I also won't be killing the computer salesman who apparently sold this student a computer keyboard lacking a shift key or any marks of punctuation, but if I did kill him, I would do it by stuffing commas, semicolons, dashes, and ampersands down his throat so that he would eventually suffer the dismal fate accorded to Bennett & Ward in Derek Walcott's Omeros. (Chapter LVIII! Page 292! Look it up!)

And while I'm at it, this week I promise not to kill the person who invented Roman numerals or the poet who decided to number his chapters with them, despite the unnecessary annoyance these unpronounceable numerals add to the teaching of an already challenging poem. ("All right, class, can someone tell me what's happening in chapter XV?")

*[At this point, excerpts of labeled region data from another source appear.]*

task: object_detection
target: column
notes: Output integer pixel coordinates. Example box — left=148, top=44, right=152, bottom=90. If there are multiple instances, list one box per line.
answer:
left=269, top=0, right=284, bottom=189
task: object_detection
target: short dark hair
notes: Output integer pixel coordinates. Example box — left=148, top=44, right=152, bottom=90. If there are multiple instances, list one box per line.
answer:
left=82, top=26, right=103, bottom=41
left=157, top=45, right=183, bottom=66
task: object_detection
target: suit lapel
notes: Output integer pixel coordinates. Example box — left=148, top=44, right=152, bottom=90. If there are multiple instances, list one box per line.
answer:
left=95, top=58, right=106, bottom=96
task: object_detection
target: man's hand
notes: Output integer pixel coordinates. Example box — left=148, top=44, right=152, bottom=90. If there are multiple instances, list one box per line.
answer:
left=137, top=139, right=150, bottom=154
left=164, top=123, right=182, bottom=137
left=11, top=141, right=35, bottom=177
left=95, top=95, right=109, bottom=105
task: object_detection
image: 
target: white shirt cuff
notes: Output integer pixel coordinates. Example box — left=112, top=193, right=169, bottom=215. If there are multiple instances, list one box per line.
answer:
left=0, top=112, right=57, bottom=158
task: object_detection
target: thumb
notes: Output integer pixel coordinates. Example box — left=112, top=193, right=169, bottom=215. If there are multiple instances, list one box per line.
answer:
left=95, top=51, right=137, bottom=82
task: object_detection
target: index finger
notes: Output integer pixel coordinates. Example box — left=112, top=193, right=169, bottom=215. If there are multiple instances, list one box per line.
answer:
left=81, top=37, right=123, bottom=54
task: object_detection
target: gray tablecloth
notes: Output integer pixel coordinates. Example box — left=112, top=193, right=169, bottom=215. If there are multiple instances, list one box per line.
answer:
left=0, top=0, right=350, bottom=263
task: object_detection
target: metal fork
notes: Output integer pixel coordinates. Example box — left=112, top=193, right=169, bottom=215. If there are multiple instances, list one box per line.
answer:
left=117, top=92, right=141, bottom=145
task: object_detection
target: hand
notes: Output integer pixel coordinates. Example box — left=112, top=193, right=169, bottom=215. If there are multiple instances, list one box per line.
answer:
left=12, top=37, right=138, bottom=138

While I'm not killing poets, this week I won't kill Robert Frost, who every year causes cliches about nonconformity to be bandied about the classroom as if they counted as profound insights. I haven't decided whether to not kill him by fire or not kill him by ice, not that it matters since he's already dead.

I think this week I won't kill the person who designed the new radio in my old car, the radio with buttons so small and so poorly labeled that every attempt to change a channel or adjust the volume causes incomprehensible messages to flash across the little screen, messages that could actually kill me if I took my eyes off the road long enough to decipher them. Are car radios designed by mutants with 20-20 vision and fingers the size of sewing needles? If I did kill them, I'd make sure their eulogies were delivered via digital messages on tiny screens so that their squinting mourners would leave less comforted than puzzled.

This week I won't kill the person who decades ago selected the hideous shade of green that covers desks, filing cabinets, and bookshelves all over my building, and I also won't kill the one who put my name in blue icing on a cake so that when it was my turn to say something significant at a meeting last night, my teeth looked as if they were covered in blue fur. (Ingesting all that blue icing may be killing me slowly, but that's another matter entirely, one that Robert Frost never considered. "Some say the world will end by sugar / Some say by fat" is a promising start, but I can't go on without finding a suitable rhyme for "sugar," and "booger" isn't it.)

I won't kill the family member who suggested that an appropriate way to celebrate my tenure and promotion would be to finish up all that leftover meatloaf in the fridge (especially after he atoned for this error in judgment by bringing home piles of Panera bagels), and I frankly wouldn't know how to kill whoever is responsible for the wild winds that kept the tarp over the wood pile flapping noisily all night long. How does one kill a wind? Pepper it with quail shot? Where would I get quail shot? Dick Cheney doesn't return my calls.

All this thinking about how not to probably kill people has diminished my desire to do so. So I think this week I won't kill anyone at all. Probably.

2 comments:

Anonymous said...

Thank you for not killing my mother.

Laura said...

This is still my favorite post that you've made. Believe me, it's kept many people alive, regardless of whether they deserve it.